Czech President Vaclav Klaus has now signed the Lisbon Treaty, meaning that all member states have completed the ratification process. In these circumstances David Cameron has now said that the Tories will not call a referendum on the Treaty.

This post isn't about the rights and wrongs of that decision, but only to note that some sections of the Tory Party (and others) feel very strongly that David Cameron has broken the promise that he gave. Here is a report from the Telegraph:

David Cameron to tell voters: no vote on Lisbon Treaty

The Tory party leader’s admission, which could come as early as Tuesday, will bring accusations that he has broken clear promises to grant a popular vote on the treaty.

Mr Cameron gave voters an “iron-clad” promise in 2007 that a Conservative government would hold a popular vote on Lisbon.

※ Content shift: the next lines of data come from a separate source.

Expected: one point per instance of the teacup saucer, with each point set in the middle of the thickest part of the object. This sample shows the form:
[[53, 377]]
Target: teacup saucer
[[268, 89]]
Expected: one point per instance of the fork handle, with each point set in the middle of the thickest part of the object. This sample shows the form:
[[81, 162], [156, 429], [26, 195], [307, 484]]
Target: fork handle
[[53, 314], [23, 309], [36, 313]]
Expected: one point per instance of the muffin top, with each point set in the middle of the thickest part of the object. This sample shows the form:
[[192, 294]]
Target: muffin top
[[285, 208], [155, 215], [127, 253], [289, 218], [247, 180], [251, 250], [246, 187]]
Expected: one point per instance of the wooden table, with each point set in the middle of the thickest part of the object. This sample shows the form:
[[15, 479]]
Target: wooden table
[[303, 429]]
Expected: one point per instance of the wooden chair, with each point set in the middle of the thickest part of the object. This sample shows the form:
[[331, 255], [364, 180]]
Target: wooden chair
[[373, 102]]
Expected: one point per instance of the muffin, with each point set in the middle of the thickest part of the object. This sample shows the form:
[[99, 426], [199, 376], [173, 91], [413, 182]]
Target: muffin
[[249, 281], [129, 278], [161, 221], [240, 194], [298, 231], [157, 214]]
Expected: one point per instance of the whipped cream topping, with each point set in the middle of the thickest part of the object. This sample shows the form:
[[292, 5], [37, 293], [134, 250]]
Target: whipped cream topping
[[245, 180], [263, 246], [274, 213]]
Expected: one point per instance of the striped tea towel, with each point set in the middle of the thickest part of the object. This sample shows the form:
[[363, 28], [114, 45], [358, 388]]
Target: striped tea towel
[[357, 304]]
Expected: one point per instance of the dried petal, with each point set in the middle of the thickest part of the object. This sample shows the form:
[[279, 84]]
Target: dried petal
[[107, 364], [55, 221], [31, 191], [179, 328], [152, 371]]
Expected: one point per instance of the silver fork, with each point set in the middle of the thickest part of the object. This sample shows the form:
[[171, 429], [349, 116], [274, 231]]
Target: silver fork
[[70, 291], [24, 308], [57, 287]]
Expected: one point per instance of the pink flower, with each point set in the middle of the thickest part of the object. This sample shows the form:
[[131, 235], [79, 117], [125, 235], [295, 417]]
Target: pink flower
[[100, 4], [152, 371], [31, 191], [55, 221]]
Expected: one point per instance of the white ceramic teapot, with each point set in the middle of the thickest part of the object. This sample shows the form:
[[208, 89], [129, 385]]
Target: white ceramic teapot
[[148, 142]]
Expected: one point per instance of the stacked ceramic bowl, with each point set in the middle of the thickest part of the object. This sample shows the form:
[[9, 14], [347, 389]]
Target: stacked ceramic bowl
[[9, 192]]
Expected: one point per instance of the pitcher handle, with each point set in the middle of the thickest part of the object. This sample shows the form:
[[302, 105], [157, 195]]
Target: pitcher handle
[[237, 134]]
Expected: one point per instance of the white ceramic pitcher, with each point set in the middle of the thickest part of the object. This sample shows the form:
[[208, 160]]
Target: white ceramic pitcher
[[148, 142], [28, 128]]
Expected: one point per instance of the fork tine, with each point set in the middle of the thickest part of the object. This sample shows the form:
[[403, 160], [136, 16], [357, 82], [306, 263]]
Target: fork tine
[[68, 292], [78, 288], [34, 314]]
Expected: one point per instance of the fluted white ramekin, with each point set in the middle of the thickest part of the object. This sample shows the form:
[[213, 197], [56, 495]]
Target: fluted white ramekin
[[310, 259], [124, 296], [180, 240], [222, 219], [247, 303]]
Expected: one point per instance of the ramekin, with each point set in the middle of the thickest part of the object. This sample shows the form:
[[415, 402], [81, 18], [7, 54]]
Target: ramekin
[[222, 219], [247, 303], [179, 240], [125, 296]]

... several other [Tory MPs] said they still expect Mr Cameron to honour his “iron-clad” promise and hold a referendum on the treaty regardless.

Bill Cash, another leading Eurosceptic MP, said: “We need a full referendum on Lisbon as we were promised. No ifs or buts. This is about the Government of the UK operating in line with the democratic wishes of the electorate.”

Barry Legg, of the sceptic Bruges Group, said: “David Cameron needs to come clean with the British people: why is he breaking his pledge to hold a referendum on the Lisbon Treaty? How can David Cameron claim he’ll fight to repatriate powers from Brussels when he won’t even fight to implement his own past words?

Opponents of the treaty from other parties also attacked Mr Cameron.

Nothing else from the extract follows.